Opinion
March 19, 1996
Appeal from the Supreme Court, New York County (Harold Tompkins, J.).
Proof that defendant alarm company did not enter the building in which plaintiff was a tenant after receiving an alarm from plaintiff's premises was insufficient to raise an issue of fact as to whether the alarm company was grossly negligent, and therefore liable for the value of plaintiff's stolen goods despite the contract clause exculpating it for negligence, in the face of other proof that the alarm company did dispatch a guard to the building, notify the police and twice attempt to contact plaintiff ( Silberberg Galleries v Holmes Protection, 84 N.Y.2d 859; see, Colnaghi, U.S.A. v Jewelers Protection Servs., 81 N.Y.2d 821; compare, Green v Holmes Protection, 216 A.D.2d 178; Hanover Ins. Co. v D W Cent. Sta. Alarm Co., 164 A.D.2d 112). Summary judgment was also properly granted in favor of defendant security guard service, whose contract with the owner limited its services to the lobby of the building. There was no evidence that it assumed a special duty of care to plaintiff ( see, Rudel v National Jewelry Exch. Co., 213 A.D.2d 301, citing Eaves Brooks Costume Co. v Y.B.H. Realty Corp., 76 N.Y.2d 220, 226-227).
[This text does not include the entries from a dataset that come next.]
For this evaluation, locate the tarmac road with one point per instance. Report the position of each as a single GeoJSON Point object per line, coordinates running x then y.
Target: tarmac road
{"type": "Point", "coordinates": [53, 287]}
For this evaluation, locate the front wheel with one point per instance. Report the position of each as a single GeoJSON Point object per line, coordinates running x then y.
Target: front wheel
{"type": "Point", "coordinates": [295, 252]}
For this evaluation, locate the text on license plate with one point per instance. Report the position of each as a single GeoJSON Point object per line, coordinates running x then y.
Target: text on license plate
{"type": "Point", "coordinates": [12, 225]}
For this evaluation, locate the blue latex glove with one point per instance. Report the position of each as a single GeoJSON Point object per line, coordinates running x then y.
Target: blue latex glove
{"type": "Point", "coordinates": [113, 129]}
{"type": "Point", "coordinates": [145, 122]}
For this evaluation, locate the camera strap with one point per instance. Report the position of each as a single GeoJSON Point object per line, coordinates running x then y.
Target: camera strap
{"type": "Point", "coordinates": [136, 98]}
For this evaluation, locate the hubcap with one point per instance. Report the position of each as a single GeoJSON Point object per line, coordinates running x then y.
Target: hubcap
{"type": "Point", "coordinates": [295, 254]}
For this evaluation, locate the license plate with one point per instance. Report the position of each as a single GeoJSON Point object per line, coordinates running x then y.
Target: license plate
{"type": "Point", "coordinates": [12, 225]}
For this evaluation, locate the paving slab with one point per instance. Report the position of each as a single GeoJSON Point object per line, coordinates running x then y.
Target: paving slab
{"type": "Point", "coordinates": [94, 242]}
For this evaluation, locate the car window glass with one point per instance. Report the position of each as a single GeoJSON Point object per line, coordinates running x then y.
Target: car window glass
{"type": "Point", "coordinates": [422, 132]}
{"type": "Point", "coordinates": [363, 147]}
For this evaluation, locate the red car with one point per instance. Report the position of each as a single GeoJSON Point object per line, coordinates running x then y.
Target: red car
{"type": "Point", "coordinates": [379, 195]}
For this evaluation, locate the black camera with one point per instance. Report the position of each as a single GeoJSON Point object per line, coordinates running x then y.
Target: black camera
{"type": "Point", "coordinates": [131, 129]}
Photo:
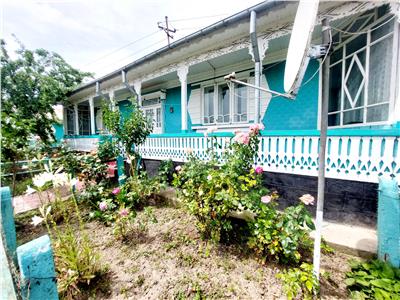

Furthermore, assuming arguendo that defendants security guard service, managing agent and owner did owe plaintiff a duty of care, plaintiff's causes of action against them must still fail absent any evidence as to how the burglars gained entry to the building or otherwise showing a causal connection between defendants' negligence, if any, and plaintiff's loss ( see, Pagan v Hampton Houses, 187 A.D.2d 325; Rojas v Lynn, 218 A.D.2d 611).
Concur — Sullivan, J.P., Wallach, Kupferman and Tom, JJ.